205630 Tobacco industry and smoker attitudes toward cigarette butt litter

Monday, November 9, 2009: 12:48 PM

Elizabeth Smith, PhD , Department of Social & Behavioral Sciences, University of California, San Francisco, San Francisco, CA
Background: Cigarette butts are toxic, non-biodegradable, and appear most frequently in studies of littered items. Methods: We searched the Legacy Tobacco Documents Library (http://legacy.library.ucsf.edu/index.html) for documents relating to the problem of cigarette-related waste disposal. Results: The tobacco industry has been concerned for at least 20 years about tobacco control advocates using the issue of cigarette-butt litter to restrict or regulate tobacco sales or use. The industry's preferred solution to this problem is increased responsibility on the part of smokers, although the industry and its allies also argue that clean indoor air laws and the lack of outdoor ashtrays “force” smokers to litter. To address this problem, the industry, its allies, and several individual companies, have distributed portable ashtrays (sometimes branded with cigarette names) and sponsored anti-litter organizations such as Keep America Beautiful. The industry has also engaged in extensive research to determine how smokers feel about cigarette butts, finding that smokers are generally disgusted and ashamed by them, and hence reluctant to pick them up or retain them long enough to dispose of properly. “Flicking” cigarette butts is also part of the smoking ritual, another barrier to improving smoker behavior. Discussion: The tobacco industry fears the litter issue, and is well aware that this problem is unlikely to be solved through improving individual smoker behavior. Despite this knowledge, the industry continues to place responsibility for this problem on smokers. Tobacco control advocates should use this issue more effectively, by placing responsibility for filter disposal on the industry, not on smokers.

Learning Objectives:
• Describe the attitude of smokers to cigarette-related waste disposal; • Assess the importance of the cigarette-butt disposal problem to the tobacco industry and tobacco control; • Evaluate approaches to the cigarette-butt disposal problem in light of industry findings about smokers and cigarette butts.

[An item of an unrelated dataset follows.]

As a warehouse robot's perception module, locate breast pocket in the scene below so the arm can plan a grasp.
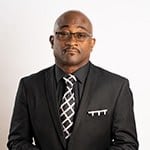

Keywords: Tobacco Industry, Tobacco Policy

Presenting author's disclosure statement:

Qualified on the content I am responsible for because: I performed the research, analysis, and writing.
Any relevant financial relationships? No

I agree to comply with the American Public Health Association Conflict of Interest and Commercial Support Guidelines, and to disclose to the participants any off-label or experimental uses of a commercial product or service discussed in my presentation.